The molecular marker Ventriup-LN2 has been widely used for diagnosing the presence of the 2NS segment in hexaploid wheat with good accuracy (Helguera et al. 2003; Cruz et al. 2016b). The drawback of this marker is its dominant nature, which might lead to false-negative results when DNA quality is poor. The marker amplifies PCR product in 2NS carriers; thus, it cannot differentiate heterozygous (2NS/2AS) from homozygous (2NS/2NS) genotypes. Additionally, this marker is distal to the WB resistance QTL, with a distance of 3.6 cM in the current mapping population, making it less diagnostic. The marker cslVrgal3 is similar to Ventriup-LN2 in all aspects. Different to these two markers, WGGB156 and WGGB159 developed by Wang et al. (2018b) are codominant, closer to the QTL, and thus could be more effective for tracking the QTL in crosses.

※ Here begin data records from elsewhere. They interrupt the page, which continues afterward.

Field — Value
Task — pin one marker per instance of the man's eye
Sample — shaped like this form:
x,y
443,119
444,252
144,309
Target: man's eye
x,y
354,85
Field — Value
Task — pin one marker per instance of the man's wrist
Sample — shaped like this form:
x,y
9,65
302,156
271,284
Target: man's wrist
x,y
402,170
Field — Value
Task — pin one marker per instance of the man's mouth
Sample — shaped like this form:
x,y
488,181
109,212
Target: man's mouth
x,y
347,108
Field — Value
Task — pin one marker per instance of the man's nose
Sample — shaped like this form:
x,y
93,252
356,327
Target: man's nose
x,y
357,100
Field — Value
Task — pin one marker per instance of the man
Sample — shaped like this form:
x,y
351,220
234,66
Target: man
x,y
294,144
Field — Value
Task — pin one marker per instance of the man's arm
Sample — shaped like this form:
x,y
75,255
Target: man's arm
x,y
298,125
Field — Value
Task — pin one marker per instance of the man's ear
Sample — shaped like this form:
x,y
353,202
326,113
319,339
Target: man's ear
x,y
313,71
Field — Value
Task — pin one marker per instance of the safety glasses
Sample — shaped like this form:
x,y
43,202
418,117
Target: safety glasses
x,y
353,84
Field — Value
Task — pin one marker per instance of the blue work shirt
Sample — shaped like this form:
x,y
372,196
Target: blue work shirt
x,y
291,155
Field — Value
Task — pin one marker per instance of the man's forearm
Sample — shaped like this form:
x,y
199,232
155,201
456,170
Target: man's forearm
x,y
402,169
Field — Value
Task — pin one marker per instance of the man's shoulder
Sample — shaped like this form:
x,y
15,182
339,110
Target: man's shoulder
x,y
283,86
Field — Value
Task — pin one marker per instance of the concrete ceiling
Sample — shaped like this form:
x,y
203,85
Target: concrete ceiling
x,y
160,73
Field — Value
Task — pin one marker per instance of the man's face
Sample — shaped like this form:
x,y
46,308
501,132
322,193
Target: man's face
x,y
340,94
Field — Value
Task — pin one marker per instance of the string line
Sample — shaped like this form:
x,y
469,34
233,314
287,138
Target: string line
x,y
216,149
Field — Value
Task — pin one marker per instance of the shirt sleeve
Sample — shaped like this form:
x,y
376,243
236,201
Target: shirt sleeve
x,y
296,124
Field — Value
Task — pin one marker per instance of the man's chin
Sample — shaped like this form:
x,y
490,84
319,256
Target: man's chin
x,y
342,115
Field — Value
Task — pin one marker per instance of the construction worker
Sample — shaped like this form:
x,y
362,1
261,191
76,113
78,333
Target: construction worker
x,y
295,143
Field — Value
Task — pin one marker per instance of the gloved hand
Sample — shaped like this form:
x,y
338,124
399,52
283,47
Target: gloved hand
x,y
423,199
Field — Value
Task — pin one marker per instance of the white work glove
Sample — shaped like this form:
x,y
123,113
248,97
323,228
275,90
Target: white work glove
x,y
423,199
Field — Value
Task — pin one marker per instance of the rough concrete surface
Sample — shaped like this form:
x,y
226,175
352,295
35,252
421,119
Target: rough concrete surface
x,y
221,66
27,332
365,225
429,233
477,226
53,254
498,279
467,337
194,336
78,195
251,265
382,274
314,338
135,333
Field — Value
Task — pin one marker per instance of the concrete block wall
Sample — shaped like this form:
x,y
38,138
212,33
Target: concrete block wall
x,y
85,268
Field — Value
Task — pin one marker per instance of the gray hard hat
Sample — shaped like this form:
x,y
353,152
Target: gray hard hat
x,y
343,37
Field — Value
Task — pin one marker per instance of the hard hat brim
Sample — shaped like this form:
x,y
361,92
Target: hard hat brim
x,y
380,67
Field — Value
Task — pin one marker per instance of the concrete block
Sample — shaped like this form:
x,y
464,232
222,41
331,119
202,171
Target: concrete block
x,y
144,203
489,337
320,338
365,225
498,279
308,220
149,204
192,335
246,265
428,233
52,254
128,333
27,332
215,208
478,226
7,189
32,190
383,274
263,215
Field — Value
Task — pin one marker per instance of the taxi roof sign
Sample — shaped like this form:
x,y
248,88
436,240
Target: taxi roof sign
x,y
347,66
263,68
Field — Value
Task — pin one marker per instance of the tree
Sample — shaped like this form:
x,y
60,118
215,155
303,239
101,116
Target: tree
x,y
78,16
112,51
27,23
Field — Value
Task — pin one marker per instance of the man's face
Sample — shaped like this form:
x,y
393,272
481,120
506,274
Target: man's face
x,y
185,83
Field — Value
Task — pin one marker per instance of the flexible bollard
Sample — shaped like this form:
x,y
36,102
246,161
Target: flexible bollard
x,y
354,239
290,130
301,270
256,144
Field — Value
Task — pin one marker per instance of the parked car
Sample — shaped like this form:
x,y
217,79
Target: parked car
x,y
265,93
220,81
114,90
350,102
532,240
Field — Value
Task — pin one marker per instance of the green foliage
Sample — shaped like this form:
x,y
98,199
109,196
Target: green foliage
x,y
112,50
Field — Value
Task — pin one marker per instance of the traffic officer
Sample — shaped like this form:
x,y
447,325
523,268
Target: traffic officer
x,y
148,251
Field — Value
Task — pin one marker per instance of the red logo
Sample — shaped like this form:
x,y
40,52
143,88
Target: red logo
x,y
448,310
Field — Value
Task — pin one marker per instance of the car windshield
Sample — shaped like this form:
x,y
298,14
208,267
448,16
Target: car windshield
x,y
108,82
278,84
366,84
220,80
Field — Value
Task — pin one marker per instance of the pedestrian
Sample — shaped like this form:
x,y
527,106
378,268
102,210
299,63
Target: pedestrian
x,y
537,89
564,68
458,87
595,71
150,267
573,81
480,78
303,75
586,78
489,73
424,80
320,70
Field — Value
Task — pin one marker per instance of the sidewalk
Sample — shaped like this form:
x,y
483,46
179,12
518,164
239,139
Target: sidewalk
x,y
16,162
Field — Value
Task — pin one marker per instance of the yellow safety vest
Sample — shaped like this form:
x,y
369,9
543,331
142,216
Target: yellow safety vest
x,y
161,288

The WB resistance QTL from 2NS has a projected physical region of 2.3 Mb on the 2AS chromosome of Chinese Spring (IWGSC RefSeq v1.0). This region harbors 79 annotated high-confidence genes, of which 14 are of NBS-LRR gene family, three are of disease resistance protein, as well as genes belong to receptor-like protein kinase, ABC transporter G family member, dirigent protein, F-box domain protein and defensin that have been associated with disease resistance in wheat. Nevertheless, the underlying gene for this QTL might not be one of them, since Chinese Spring is a 2AS carrier, whereas the resistance allele of this QTL comes from 2NS. However, the clusters of resistance genes in the reference genome may indicate that 2NS/2AS QTL region is enriched for resistance-encoding genes, which could be a hint for future investigation of the locus.